Given the practical dearth of digitally accessible information, and, moreover, the complexity of the issues at hand, the first line of enquiry takes shape in a commentary series, fielded to art historians, curators, artists, educators and cultural practitioners, speaking from their own context, and not from generalisations about the situation on the continent. In the upcoming six-part question series, respondents possessing first-hand knowledge as professionals – and importantly women – operating within the cultural field offer a diversity of thoughts and opinions, that help us bring to light some of the contours and states of being invisible, and becoming visible.
Whilst the breadth of works and themes raised at times develop out of place-based contexts, and may include traditions, history, and memories, nevertheless common threads manifest. For we are connecting points, and products of incessant movements, mixes, exile routes, and encounters. We are made aware of how sensitive our presence in this world is, despite all the violence surrounding us.
To kick-start new collaborations and exchanges, the commentary series will lead more specifically into a wider, and long-term, publication project focusing on women artists operating within Francophone and Lusophone Africa.
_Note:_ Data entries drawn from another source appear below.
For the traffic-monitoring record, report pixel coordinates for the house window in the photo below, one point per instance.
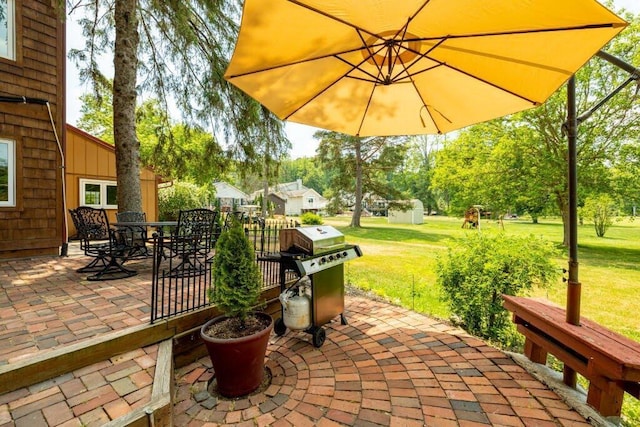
(7, 29)
(99, 194)
(7, 173)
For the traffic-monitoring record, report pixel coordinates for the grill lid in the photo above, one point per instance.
(311, 240)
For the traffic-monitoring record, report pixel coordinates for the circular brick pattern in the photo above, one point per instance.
(389, 366)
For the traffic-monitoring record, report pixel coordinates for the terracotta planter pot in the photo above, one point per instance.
(238, 363)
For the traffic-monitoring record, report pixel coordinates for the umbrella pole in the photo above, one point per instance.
(574, 287)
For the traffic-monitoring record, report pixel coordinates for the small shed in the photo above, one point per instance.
(229, 197)
(413, 215)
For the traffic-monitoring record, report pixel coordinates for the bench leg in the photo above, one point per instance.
(534, 352)
(606, 399)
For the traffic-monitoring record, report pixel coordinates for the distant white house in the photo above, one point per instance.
(298, 198)
(414, 215)
(230, 196)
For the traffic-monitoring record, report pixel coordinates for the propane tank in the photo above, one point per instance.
(296, 307)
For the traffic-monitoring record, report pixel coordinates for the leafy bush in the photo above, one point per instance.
(309, 218)
(180, 196)
(600, 210)
(236, 277)
(475, 273)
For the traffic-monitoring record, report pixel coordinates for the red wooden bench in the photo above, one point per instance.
(610, 361)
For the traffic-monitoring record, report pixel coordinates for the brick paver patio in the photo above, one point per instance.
(388, 366)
As barriers, owing to language differences, reduce the circulation and cross-pollination of encounters within the continent, Another Africa will introduce selected professionals to its English-speaking audience whilst aiming to extending their reach to French and Lusophone-speaking audiences as well. The first stage of the project is the online publishing of short-form English interviews on Another Africa. Followed by bilingual artist monographs with long form interviews and essays, to be made available in print and e-Books.
The artist interview series launching spring 2016 include practitioners engaged and connected to Francophone North Africa. They are Safâa Erruas (Morocco), Nadia Kaabi-Linke (Germany/Tunisia), Nicène Kossentini (Tunisia), Amina Menia (Algeria) and Zineb Sedira (Algeria/UK).
Commentary series participants include: Malala Andrialavidrazana (France/Madagascar), Angèle Etoundi Essamba (Cameroon/Netherlands), N’Goné Fall (France/Senegal), Tamar Garb (South Africa/UK), Jessica Horn (Uganda), Valerie Kabov (Belarus/Zimbabwe), Euridice Kala (Mozambique/South Africa), Marcia Kure (Nigeria/USA), Mónica de Miranda (Angola), Ng’endo Mukii (Kenya) and Suzana Sousa (Angola).
 Marwane Ben Yahmed, “Michaëlle Jean : « La Francophonie doit être partout où on ne l’attend pas »,” Jeune Afrique 2868/69 (2016): 79.